L’analisi del fenomeno che è stata qui condotta dal punto di vista della persona ci porta a concludere che ciò che occorre non sono macchine che puntino su coup de théâtre non comprensibili dalla ragione umana, ma macchine che somiglino sempre di più all’uomo, che si avvicinino al suo modo di ragionare.

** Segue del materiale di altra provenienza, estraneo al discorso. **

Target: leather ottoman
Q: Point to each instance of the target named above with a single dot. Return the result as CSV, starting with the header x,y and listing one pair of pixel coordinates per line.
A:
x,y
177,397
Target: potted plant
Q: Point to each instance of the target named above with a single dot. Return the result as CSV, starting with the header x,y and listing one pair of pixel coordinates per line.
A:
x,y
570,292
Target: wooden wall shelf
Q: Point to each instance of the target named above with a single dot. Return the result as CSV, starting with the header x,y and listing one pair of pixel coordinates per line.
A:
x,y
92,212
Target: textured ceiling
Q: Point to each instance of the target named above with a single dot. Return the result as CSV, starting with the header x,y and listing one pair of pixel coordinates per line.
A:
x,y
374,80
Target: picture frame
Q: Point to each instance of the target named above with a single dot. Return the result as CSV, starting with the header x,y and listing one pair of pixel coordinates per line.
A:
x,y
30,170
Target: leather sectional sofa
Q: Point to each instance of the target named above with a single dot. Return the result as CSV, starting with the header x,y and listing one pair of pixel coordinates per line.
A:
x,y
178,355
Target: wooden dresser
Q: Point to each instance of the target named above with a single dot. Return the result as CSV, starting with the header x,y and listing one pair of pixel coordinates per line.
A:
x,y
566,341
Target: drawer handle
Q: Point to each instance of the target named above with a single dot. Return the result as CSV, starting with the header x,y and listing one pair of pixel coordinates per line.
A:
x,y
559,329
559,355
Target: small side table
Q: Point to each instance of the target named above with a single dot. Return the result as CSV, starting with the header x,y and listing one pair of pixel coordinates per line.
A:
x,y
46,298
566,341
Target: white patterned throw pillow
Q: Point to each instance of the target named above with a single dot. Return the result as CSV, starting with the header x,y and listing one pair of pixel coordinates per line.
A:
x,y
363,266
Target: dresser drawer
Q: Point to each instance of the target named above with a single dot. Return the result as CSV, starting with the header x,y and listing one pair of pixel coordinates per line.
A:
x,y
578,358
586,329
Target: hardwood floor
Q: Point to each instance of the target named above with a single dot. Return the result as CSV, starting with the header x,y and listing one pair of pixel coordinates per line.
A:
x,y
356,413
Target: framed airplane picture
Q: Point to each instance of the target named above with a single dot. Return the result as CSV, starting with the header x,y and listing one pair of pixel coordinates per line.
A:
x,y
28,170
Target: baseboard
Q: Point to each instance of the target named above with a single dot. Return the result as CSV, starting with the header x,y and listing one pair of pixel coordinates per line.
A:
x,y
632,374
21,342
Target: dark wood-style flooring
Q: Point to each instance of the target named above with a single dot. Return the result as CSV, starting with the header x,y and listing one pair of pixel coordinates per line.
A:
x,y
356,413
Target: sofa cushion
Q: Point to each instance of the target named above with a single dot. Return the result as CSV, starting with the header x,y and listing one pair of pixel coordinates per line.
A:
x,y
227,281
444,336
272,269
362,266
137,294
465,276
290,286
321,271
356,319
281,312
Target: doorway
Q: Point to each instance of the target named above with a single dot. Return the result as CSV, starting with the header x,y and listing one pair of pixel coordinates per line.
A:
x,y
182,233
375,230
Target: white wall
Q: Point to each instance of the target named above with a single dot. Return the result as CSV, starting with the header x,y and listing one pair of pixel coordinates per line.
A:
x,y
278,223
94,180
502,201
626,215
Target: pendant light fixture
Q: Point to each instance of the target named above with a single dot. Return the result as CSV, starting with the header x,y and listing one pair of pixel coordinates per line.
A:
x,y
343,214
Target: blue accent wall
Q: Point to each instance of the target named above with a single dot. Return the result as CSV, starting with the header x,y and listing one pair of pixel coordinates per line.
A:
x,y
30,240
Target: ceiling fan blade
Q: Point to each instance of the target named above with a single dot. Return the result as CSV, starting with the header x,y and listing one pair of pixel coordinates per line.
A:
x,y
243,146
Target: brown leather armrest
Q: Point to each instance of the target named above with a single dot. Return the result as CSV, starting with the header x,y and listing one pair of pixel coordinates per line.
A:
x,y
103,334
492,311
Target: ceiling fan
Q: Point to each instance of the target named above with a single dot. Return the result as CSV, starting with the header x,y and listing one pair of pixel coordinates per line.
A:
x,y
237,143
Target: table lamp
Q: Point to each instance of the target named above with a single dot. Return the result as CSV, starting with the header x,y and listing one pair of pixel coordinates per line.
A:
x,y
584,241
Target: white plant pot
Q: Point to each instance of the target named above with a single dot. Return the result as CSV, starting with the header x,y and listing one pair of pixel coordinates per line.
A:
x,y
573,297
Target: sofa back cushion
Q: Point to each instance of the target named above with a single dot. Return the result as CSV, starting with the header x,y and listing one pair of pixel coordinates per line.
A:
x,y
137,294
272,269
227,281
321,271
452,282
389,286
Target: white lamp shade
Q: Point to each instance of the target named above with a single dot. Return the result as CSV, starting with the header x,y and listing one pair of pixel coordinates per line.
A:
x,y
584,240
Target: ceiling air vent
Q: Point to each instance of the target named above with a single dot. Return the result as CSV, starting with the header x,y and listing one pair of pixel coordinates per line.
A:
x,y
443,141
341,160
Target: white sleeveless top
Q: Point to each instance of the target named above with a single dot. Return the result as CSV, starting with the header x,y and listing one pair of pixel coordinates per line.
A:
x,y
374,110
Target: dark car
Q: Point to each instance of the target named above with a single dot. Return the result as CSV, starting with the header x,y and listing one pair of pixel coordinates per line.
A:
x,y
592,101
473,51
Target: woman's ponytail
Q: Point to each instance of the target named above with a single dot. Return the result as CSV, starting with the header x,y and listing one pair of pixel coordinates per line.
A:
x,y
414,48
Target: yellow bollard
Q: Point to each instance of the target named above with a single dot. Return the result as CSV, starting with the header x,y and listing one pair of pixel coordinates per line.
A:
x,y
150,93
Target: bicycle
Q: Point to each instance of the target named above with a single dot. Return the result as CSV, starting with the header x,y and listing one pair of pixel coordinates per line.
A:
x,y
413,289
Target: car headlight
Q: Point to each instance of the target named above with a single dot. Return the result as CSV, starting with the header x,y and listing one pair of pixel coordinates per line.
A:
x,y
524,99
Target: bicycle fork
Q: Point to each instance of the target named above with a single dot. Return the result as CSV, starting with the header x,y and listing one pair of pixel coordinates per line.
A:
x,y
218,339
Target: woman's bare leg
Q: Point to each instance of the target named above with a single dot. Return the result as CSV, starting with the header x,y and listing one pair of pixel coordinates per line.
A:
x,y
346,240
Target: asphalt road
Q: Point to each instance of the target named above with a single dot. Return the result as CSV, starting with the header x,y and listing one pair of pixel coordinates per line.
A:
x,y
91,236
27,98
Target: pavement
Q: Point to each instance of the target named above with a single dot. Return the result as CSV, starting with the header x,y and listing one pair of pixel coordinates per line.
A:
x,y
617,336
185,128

E una protezione dei dati che punti sui principi e che sappia guardare negli occhi l’intelligenza artificiale offrendo soluzioni tecnologiche per mantenere al centro la persona anche in presenza di macchine con capacità di decisione autonoma è assolutamente indispensabile per costruire uno spirito di fiducia e di ottimismo nei confronti di questi strumenti che, se saggiamente impiegati, possono costituire un reale fattore di progresso e di crescita per l’umanità.

Bibliografia

  1. High-Level Expert Group on Artificial Intelligence set up by the European Commission: The Assessment List For Trustworthy Artificial Intelligence (ALTAI), July 2020
  2. European Parliament resolution of 20 October 2020 with recommendations to the Commission on a civil liability regime for artificial intelligence
  3. ENISA AI Threat Landscape, 15 December 2020
  4. https://www.europarl.europa.eu/news/en/headlines/society/20201015STO89417/ai-rules-what-the-european-parliament-wants
  5. A European approach to Artificial intelligence, European Commission 9 March 2021, https://digital-strategy.ec.europa.eu/en/policies/european-approach-artificial-intelligence
  6. K. Popper, Congetture e confutazioni, Lo sviluppo della conoscenza scientifica, Il Mulino, 2009.
  7. E. De Cristofaro An Overview of Privacy in Machine Learning, ArXiv:2005.08679, 18 May 2020. http://arxiv.org/abs/2005.08679
  8. Si vedano J. Pearl, D. Mackenzie, The Book of Why: The New Science of Cause and Effect, Penguin 2019 (Judea Pearl è il vincitore del premio Turing, l’equivalente del premio Nobel dell’informatica, nel 2011) e B.A Richards, T.P Lillicrap, P Beaudoin, Y Bengio et alii, A deep learning framework for neuroscience, Nature neuroscience, 2019 (Yoshua Bengio è invece il vincitore del premio Turing nel 2018).